IDENTITY_RESOURCE_ID=`az identity show \
  --name "identity-test" \
  --resource-group $RESOURCE_GROUP \
  --query id -o tsv`

az containerapp create \
  --name "aca-mydemoapp-worker" \
  --resource-group $RESOURCE_GROUP \
  --environment $ENVIRONMENT \
  --image $ACR_NAME.azurecr.io/background-worker:latest \
  --target-port 3002 \
  --ingress 'internal' \
  --cpu 0.25 \
  --memory 0.5Gi \
  --min-replicas 1 \
  --max-replicas 4 \
  --user-assigned $IDENTITY_RESOURCE_ID \
  --registry-identity $IDENTITY_RESOURCE_ID \
  --secrets redispwd=$REDIS_PWD \
  --env-vars CRON_JOB_SCHEDULE="*/5 * * * *" \
  --registry-server $ACR_NAME.azurecr.io

Steps to reproduce

  1. Deploy the service to vanilla ACA environment (see command above)
  2. Navigate to Container App's initial revision via Azure portal (Application > Revision management)

Expected behavior [What you expected to happen.]

The service should run without issues like in local dev environment.

Actual behavior [What actually happened.]

From system logs I'm able to see the following error

"Startup probe failed: dial tcp 10.250.0.110:3002: connect: connection refused"

But it's confusing as there is no startup probe defined for the service.

Also the following errors are present in system logs

"Back-off restarting failed container" "ScaledObject doesn't have correct scaleTargetRef specification"

Screenshots

image

Additional context

In the Azure portal view as shown in the screenshot above.

When run in local environment, the root url of the service responds with HTTP 200


% curl -I http://localhost:3002
HTTP/1.1 200 OK
Content-Type: text/plain
Date: Thu, 03 Nov 2022 14:09:22 GMT
Connection: keep-alive
Keep-Alive: timeout=5

% curl http://localhost:3002   
Background worker
``
kendallroden commented 2 years ago

So the errors re startup probes: there is a default health probe for apps so that we as a service can ensure your app is up and running before we forward traffic to it- that is the probe that you see failing. You can override the default probe by applying any health probe

As an aside, we don't support the concept of "Jobs" natively in aca today. Apps are considered always running so I have a feeling this could be based on your use of cron within the app itself. Jobs are currently being designed and will support triggering via cron. I am unsure if this workload will run properly based on your use of cron within the app itself.

It's hard to troubleshoot this without access to your env. Do you mind opening a support ticket so we can properly address?

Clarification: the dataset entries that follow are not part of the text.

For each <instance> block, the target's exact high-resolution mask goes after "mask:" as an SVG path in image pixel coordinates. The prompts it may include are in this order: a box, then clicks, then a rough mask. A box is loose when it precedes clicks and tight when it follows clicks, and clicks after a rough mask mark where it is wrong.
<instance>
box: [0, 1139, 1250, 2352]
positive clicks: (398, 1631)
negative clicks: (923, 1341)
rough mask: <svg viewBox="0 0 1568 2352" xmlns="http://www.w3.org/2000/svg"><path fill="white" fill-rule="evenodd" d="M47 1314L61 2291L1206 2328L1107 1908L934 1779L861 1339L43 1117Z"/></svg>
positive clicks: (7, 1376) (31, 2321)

If not can you send your env details and this github issue to acasupport@microsoft.com?

Masahigo commented 2 years ago

Can you instruct how to override the default health probe via Azure CLI? I couldn't find an example from here.

I noticed the NodeJS http server implementation was having some race condition issues, I was able to reproduce that same error ".. connection refused" locally.

kendallroden commented 2 years ago

Via the CLI you can pass in a yaml file: https://learn.microsoft.com/en-us/azure/container-apps/health-probes?tabs=yaml#http-probes to override the default. Is not required to override them, more so just wanted to indicate that is what that error message is coming from :)

Masahigo commented 2 years ago

The race condition issue I mentioned about was fixed by making the following change: adding return to close the HTTP connections from the startup probe

const server = http.createServer((req, res) => {
            res.statusCode = 200;
            res.setHeader('Content-Type', 'text/plain');
            return res.end('Background worker\n');
});

But the service itself is still stuck to provisioning state - at least in that Revision management UI view. Seems the way I've implemented the cron job within the service is the root cause for it.

Nevertheless, the service is working as intended to so closing this issue for now.